Titre original : Mandíbula
Traduction d'Alba-Marina Escalón
(Editions Gallimard, 2022)
Romancière, poétesse, nouvelliste, l’Équatorienne Mónica Ojeda est une des voix marquante parmi les jeunes auteurs d'Amérique Latine. Ce roman est le premier de ses livres traduit en français.
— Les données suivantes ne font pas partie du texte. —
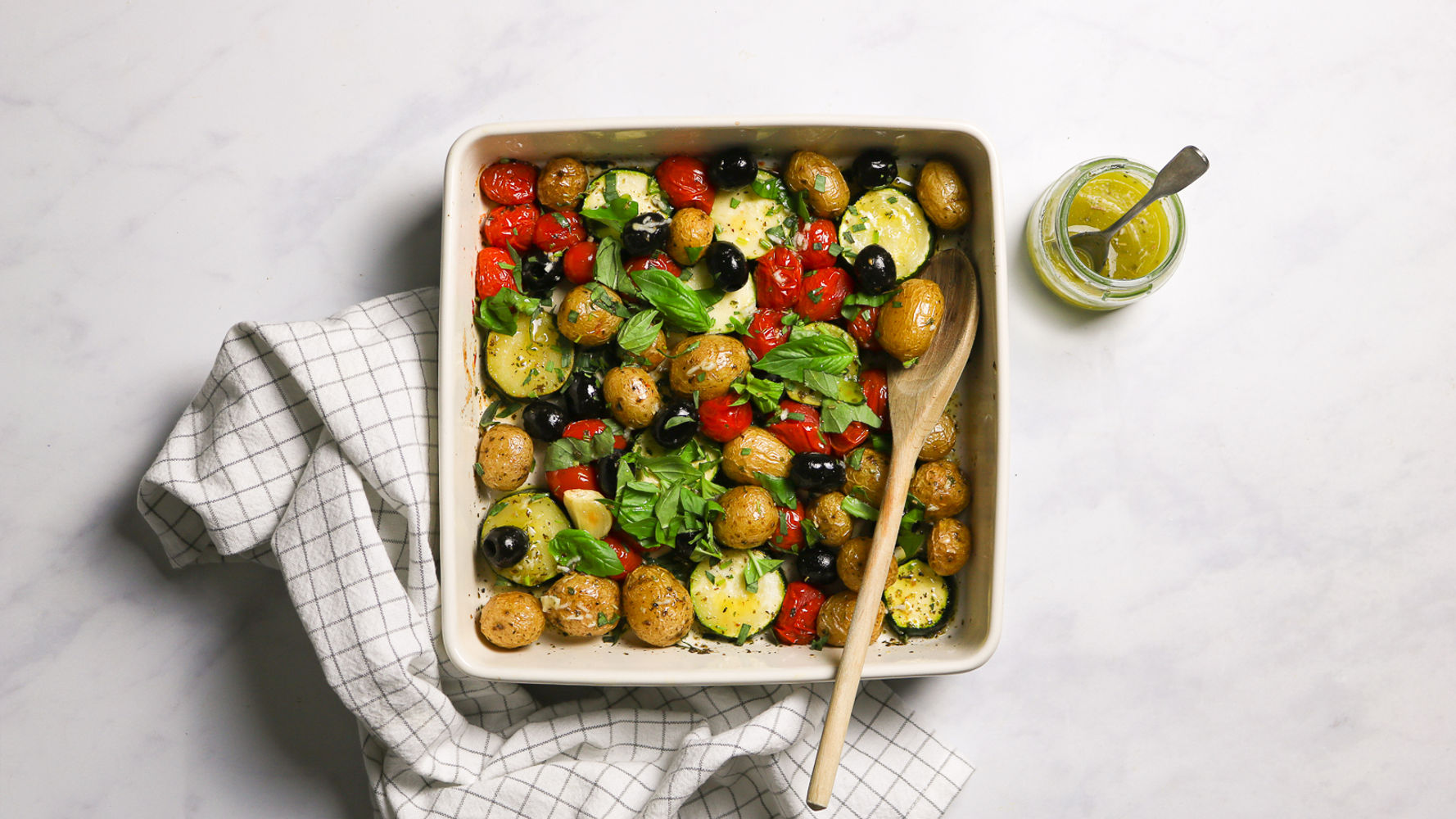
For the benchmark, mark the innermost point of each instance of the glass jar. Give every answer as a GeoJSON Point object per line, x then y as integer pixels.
{"type": "Point", "coordinates": [1068, 276]}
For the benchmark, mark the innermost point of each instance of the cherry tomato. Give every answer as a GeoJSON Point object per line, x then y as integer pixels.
{"type": "Point", "coordinates": [580, 263]}
{"type": "Point", "coordinates": [509, 183]}
{"type": "Point", "coordinates": [492, 271]}
{"type": "Point", "coordinates": [862, 327]}
{"type": "Point", "coordinates": [721, 420]}
{"type": "Point", "coordinates": [629, 559]}
{"type": "Point", "coordinates": [510, 226]}
{"type": "Point", "coordinates": [765, 333]}
{"type": "Point", "coordinates": [797, 618]}
{"type": "Point", "coordinates": [797, 426]}
{"type": "Point", "coordinates": [778, 278]}
{"type": "Point", "coordinates": [825, 293]}
{"type": "Point", "coordinates": [814, 242]}
{"type": "Point", "coordinates": [558, 231]}
{"type": "Point", "coordinates": [685, 181]}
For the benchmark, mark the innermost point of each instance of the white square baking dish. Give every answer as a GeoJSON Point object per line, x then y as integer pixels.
{"type": "Point", "coordinates": [466, 583]}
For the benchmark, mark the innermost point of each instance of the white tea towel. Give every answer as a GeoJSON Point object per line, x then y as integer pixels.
{"type": "Point", "coordinates": [310, 448]}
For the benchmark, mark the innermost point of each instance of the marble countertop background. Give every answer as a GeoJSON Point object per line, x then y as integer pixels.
{"type": "Point", "coordinates": [1232, 548]}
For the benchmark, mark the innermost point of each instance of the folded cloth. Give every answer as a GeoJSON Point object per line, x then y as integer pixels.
{"type": "Point", "coordinates": [312, 448]}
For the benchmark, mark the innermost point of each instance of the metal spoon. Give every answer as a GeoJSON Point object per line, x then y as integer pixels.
{"type": "Point", "coordinates": [1178, 174]}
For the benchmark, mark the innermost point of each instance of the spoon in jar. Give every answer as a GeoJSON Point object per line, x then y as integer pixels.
{"type": "Point", "coordinates": [1178, 174]}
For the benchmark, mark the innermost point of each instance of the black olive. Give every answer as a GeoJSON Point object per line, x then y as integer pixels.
{"type": "Point", "coordinates": [875, 168]}
{"type": "Point", "coordinates": [874, 271]}
{"type": "Point", "coordinates": [505, 545]}
{"type": "Point", "coordinates": [733, 168]}
{"type": "Point", "coordinates": [728, 267]}
{"type": "Point", "coordinates": [544, 420]}
{"type": "Point", "coordinates": [540, 274]}
{"type": "Point", "coordinates": [816, 473]}
{"type": "Point", "coordinates": [645, 233]}
{"type": "Point", "coordinates": [584, 396]}
{"type": "Point", "coordinates": [668, 430]}
{"type": "Point", "coordinates": [817, 566]}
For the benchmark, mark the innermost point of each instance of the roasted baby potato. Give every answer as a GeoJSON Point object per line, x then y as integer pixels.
{"type": "Point", "coordinates": [943, 488]}
{"type": "Point", "coordinates": [820, 179]}
{"type": "Point", "coordinates": [708, 364]}
{"type": "Point", "coordinates": [511, 620]}
{"type": "Point", "coordinates": [504, 458]}
{"type": "Point", "coordinates": [590, 315]}
{"type": "Point", "coordinates": [583, 605]}
{"type": "Point", "coordinates": [909, 319]}
{"type": "Point", "coordinates": [753, 452]}
{"type": "Point", "coordinates": [632, 396]}
{"type": "Point", "coordinates": [657, 607]}
{"type": "Point", "coordinates": [943, 196]}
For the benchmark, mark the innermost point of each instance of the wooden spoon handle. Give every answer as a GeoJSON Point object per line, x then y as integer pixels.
{"type": "Point", "coordinates": [862, 626]}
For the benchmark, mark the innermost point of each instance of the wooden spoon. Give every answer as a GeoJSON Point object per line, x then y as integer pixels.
{"type": "Point", "coordinates": [916, 398]}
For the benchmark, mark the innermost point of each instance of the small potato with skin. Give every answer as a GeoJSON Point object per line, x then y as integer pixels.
{"type": "Point", "coordinates": [689, 235]}
{"type": "Point", "coordinates": [563, 183]}
{"type": "Point", "coordinates": [511, 620]}
{"type": "Point", "coordinates": [583, 605]}
{"type": "Point", "coordinates": [941, 439]}
{"type": "Point", "coordinates": [632, 396]}
{"type": "Point", "coordinates": [505, 458]}
{"type": "Point", "coordinates": [911, 318]}
{"type": "Point", "coordinates": [748, 518]}
{"type": "Point", "coordinates": [708, 364]}
{"type": "Point", "coordinates": [948, 547]}
{"type": "Point", "coordinates": [657, 607]}
{"type": "Point", "coordinates": [584, 319]}
{"type": "Point", "coordinates": [943, 488]}
{"type": "Point", "coordinates": [838, 613]}
{"type": "Point", "coordinates": [943, 196]}
{"type": "Point", "coordinates": [830, 519]}
{"type": "Point", "coordinates": [756, 450]}
{"type": "Point", "coordinates": [820, 179]}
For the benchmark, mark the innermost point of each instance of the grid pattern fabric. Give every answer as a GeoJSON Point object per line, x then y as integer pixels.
{"type": "Point", "coordinates": [310, 448]}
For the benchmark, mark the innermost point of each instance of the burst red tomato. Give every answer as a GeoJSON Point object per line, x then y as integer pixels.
{"type": "Point", "coordinates": [778, 278]}
{"type": "Point", "coordinates": [580, 263]}
{"type": "Point", "coordinates": [685, 181]}
{"type": "Point", "coordinates": [509, 183]}
{"type": "Point", "coordinates": [721, 420]}
{"type": "Point", "coordinates": [558, 231]}
{"type": "Point", "coordinates": [510, 226]}
{"type": "Point", "coordinates": [800, 613]}
{"type": "Point", "coordinates": [825, 293]}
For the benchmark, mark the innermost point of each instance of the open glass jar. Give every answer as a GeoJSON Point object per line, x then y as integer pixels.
{"type": "Point", "coordinates": [1102, 188]}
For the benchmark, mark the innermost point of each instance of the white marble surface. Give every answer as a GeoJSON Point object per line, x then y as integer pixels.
{"type": "Point", "coordinates": [1233, 508]}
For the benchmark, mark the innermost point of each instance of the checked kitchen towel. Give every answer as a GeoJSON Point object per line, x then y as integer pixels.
{"type": "Point", "coordinates": [310, 448]}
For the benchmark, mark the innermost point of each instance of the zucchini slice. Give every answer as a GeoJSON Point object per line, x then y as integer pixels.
{"type": "Point", "coordinates": [540, 518]}
{"type": "Point", "coordinates": [722, 600]}
{"type": "Point", "coordinates": [892, 219]}
{"type": "Point", "coordinates": [752, 222]}
{"type": "Point", "coordinates": [919, 600]}
{"type": "Point", "coordinates": [533, 362]}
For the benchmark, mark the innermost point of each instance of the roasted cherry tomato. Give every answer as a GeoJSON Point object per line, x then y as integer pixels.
{"type": "Point", "coordinates": [558, 231]}
{"type": "Point", "coordinates": [492, 271]}
{"type": "Point", "coordinates": [862, 327]}
{"type": "Point", "coordinates": [778, 278]}
{"type": "Point", "coordinates": [765, 333]}
{"type": "Point", "coordinates": [685, 181]}
{"type": "Point", "coordinates": [509, 183]}
{"type": "Point", "coordinates": [825, 293]}
{"type": "Point", "coordinates": [510, 226]}
{"type": "Point", "coordinates": [722, 420]}
{"type": "Point", "coordinates": [800, 613]}
{"type": "Point", "coordinates": [798, 428]}
{"type": "Point", "coordinates": [580, 263]}
{"type": "Point", "coordinates": [814, 242]}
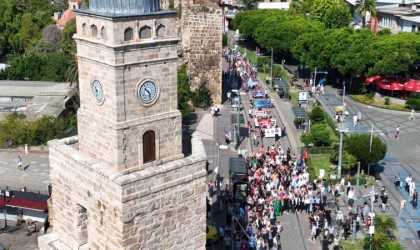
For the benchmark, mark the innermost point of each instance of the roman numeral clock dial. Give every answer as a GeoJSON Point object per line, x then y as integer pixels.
{"type": "Point", "coordinates": [148, 92]}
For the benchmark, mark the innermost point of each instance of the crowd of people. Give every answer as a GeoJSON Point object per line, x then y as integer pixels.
{"type": "Point", "coordinates": [279, 183]}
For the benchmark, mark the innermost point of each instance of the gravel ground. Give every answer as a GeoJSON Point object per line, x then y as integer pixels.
{"type": "Point", "coordinates": [19, 240]}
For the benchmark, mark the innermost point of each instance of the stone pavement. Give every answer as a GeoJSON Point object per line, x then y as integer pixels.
{"type": "Point", "coordinates": [36, 176]}
{"type": "Point", "coordinates": [291, 237]}
{"type": "Point", "coordinates": [402, 156]}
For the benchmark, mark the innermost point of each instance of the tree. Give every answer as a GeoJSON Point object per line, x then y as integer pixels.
{"type": "Point", "coordinates": [338, 16]}
{"type": "Point", "coordinates": [281, 36]}
{"type": "Point", "coordinates": [247, 21]}
{"type": "Point", "coordinates": [356, 58]}
{"type": "Point", "coordinates": [359, 145]}
{"type": "Point", "coordinates": [393, 245]}
{"type": "Point", "coordinates": [67, 43]}
{"type": "Point", "coordinates": [300, 7]}
{"type": "Point", "coordinates": [348, 161]}
{"type": "Point", "coordinates": [377, 241]}
{"type": "Point", "coordinates": [184, 92]}
{"type": "Point", "coordinates": [364, 6]}
{"type": "Point", "coordinates": [393, 54]}
{"type": "Point", "coordinates": [28, 33]}
{"type": "Point", "coordinates": [317, 115]}
{"type": "Point", "coordinates": [318, 135]}
{"type": "Point", "coordinates": [385, 224]}
{"type": "Point", "coordinates": [52, 34]}
{"type": "Point", "coordinates": [249, 4]}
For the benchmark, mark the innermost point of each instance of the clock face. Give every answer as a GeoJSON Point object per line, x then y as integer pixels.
{"type": "Point", "coordinates": [148, 91]}
{"type": "Point", "coordinates": [97, 91]}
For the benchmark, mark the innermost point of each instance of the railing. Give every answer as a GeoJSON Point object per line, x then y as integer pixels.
{"type": "Point", "coordinates": [24, 189]}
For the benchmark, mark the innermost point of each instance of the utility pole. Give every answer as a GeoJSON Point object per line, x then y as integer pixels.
{"type": "Point", "coordinates": [340, 155]}
{"type": "Point", "coordinates": [271, 74]}
{"type": "Point", "coordinates": [358, 180]}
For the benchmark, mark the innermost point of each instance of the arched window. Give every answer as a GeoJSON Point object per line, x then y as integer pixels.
{"type": "Point", "coordinates": [94, 30]}
{"type": "Point", "coordinates": [149, 146]}
{"type": "Point", "coordinates": [160, 31]}
{"type": "Point", "coordinates": [84, 29]}
{"type": "Point", "coordinates": [145, 32]}
{"type": "Point", "coordinates": [128, 34]}
{"type": "Point", "coordinates": [103, 33]}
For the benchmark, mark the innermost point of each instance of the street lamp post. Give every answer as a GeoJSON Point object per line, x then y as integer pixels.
{"type": "Point", "coordinates": [344, 93]}
{"type": "Point", "coordinates": [340, 152]}
{"type": "Point", "coordinates": [219, 147]}
{"type": "Point", "coordinates": [318, 72]}
{"type": "Point", "coordinates": [6, 193]}
{"type": "Point", "coordinates": [271, 74]}
{"type": "Point", "coordinates": [271, 66]}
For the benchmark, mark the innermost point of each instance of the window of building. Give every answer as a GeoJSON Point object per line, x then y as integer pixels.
{"type": "Point", "coordinates": [128, 34]}
{"type": "Point", "coordinates": [145, 32]}
{"type": "Point", "coordinates": [103, 33]}
{"type": "Point", "coordinates": [149, 146]}
{"type": "Point", "coordinates": [82, 223]}
{"type": "Point", "coordinates": [160, 31]}
{"type": "Point", "coordinates": [94, 30]}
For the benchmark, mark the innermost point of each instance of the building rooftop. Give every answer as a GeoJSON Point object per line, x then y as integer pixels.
{"type": "Point", "coordinates": [46, 98]}
{"type": "Point", "coordinates": [124, 7]}
{"type": "Point", "coordinates": [67, 16]}
{"type": "Point", "coordinates": [399, 11]}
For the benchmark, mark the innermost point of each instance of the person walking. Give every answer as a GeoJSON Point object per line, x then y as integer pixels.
{"type": "Point", "coordinates": [384, 201]}
{"type": "Point", "coordinates": [397, 180]}
{"type": "Point", "coordinates": [412, 115]}
{"type": "Point", "coordinates": [254, 139]}
{"type": "Point", "coordinates": [397, 132]}
{"type": "Point", "coordinates": [414, 199]}
{"type": "Point", "coordinates": [19, 162]}
{"type": "Point", "coordinates": [354, 120]}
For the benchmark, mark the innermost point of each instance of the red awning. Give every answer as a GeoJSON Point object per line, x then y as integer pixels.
{"type": "Point", "coordinates": [27, 204]}
{"type": "Point", "coordinates": [412, 86]}
{"type": "Point", "coordinates": [373, 80]}
{"type": "Point", "coordinates": [392, 86]}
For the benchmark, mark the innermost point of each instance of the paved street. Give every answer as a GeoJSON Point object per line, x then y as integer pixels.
{"type": "Point", "coordinates": [36, 176]}
{"type": "Point", "coordinates": [402, 156]}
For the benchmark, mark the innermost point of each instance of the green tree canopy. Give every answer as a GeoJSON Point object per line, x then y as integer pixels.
{"type": "Point", "coordinates": [393, 245]}
{"type": "Point", "coordinates": [364, 6]}
{"type": "Point", "coordinates": [67, 43]}
{"type": "Point", "coordinates": [317, 115]}
{"type": "Point", "coordinates": [184, 92]}
{"type": "Point", "coordinates": [377, 241]}
{"type": "Point", "coordinates": [359, 145]}
{"type": "Point", "coordinates": [337, 16]}
{"type": "Point", "coordinates": [281, 36]}
{"type": "Point", "coordinates": [385, 224]}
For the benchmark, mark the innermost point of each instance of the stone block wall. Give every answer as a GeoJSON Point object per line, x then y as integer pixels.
{"type": "Point", "coordinates": [161, 207]}
{"type": "Point", "coordinates": [111, 131]}
{"type": "Point", "coordinates": [201, 32]}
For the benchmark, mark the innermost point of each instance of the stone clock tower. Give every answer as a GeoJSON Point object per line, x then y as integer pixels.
{"type": "Point", "coordinates": [124, 183]}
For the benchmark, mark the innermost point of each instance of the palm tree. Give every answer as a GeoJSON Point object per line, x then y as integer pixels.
{"type": "Point", "coordinates": [364, 6]}
{"type": "Point", "coordinates": [377, 241]}
{"type": "Point", "coordinates": [385, 224]}
{"type": "Point", "coordinates": [393, 245]}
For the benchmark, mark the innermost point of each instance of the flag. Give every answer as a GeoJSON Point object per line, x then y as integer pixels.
{"type": "Point", "coordinates": [305, 154]}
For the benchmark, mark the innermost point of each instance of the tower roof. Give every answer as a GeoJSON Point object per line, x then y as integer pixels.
{"type": "Point", "coordinates": [123, 7]}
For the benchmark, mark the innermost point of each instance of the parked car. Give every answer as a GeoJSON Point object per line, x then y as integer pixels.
{"type": "Point", "coordinates": [211, 233]}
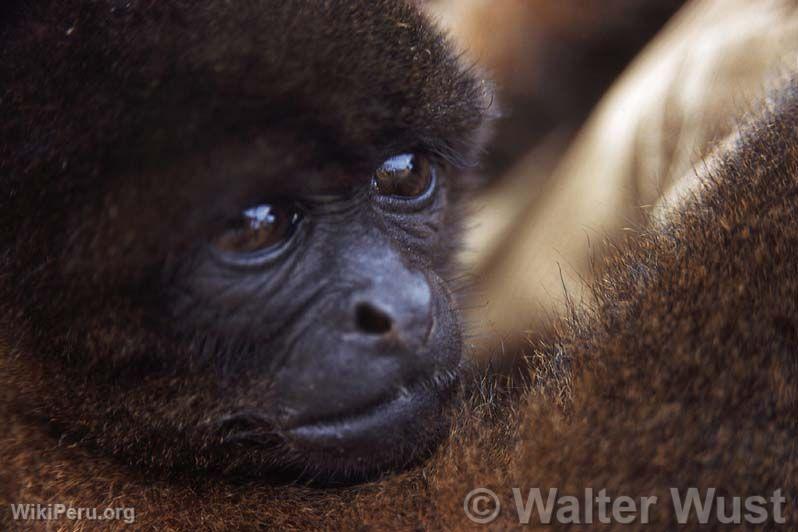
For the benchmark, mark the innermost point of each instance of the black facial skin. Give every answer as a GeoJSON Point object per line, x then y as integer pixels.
{"type": "Point", "coordinates": [368, 341]}
{"type": "Point", "coordinates": [227, 231]}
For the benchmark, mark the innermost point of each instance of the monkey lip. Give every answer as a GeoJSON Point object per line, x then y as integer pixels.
{"type": "Point", "coordinates": [373, 428]}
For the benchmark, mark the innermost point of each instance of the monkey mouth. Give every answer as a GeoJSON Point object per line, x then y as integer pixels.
{"type": "Point", "coordinates": [413, 414]}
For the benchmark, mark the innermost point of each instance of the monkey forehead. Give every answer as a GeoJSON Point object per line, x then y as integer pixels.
{"type": "Point", "coordinates": [153, 80]}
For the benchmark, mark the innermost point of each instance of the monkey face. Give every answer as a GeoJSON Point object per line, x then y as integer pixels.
{"type": "Point", "coordinates": [338, 316]}
{"type": "Point", "coordinates": [230, 229]}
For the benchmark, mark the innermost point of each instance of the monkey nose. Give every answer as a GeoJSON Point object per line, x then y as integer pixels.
{"type": "Point", "coordinates": [400, 309]}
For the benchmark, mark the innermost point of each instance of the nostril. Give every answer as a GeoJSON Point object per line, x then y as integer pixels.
{"type": "Point", "coordinates": [371, 320]}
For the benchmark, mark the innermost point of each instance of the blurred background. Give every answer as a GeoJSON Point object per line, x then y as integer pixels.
{"type": "Point", "coordinates": [606, 107]}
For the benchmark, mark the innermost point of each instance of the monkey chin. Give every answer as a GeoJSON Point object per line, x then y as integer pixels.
{"type": "Point", "coordinates": [380, 438]}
On y découvre un univers truffé de références à la culture adolescente d'aujourd'hui - mangas, creepypastas, jeux vidéos, films d'horreur - et un hommage à la longue tradition littéraire de l'épouvante : Poe, Lautréamont, Lovecraft...
Fernanda, lycéenne insolente d'un établissement catholique de l'Opus Dei, se retrouve kidnappée par sa professeure de lettres, Miss Clara... Le thriller qu'annonce cette situation initiale s'enrichit tout au long du roman de scènes, de pensées, de journaux, de récits, de lettres, de dialogues, qui nous plongent dans un maelström terrifique : jeux sadomasochistes des lycéennes, troubles psychologiques de l'enseignante, relations dysfonctionnelles mère-fille, peinture sociale grotesque et épouvantable, rébellion contre la religion... Un roman complexe écrit avec une ample palette expressive pour tenter de dépasser l’indicible et l'incommunicable de la peur.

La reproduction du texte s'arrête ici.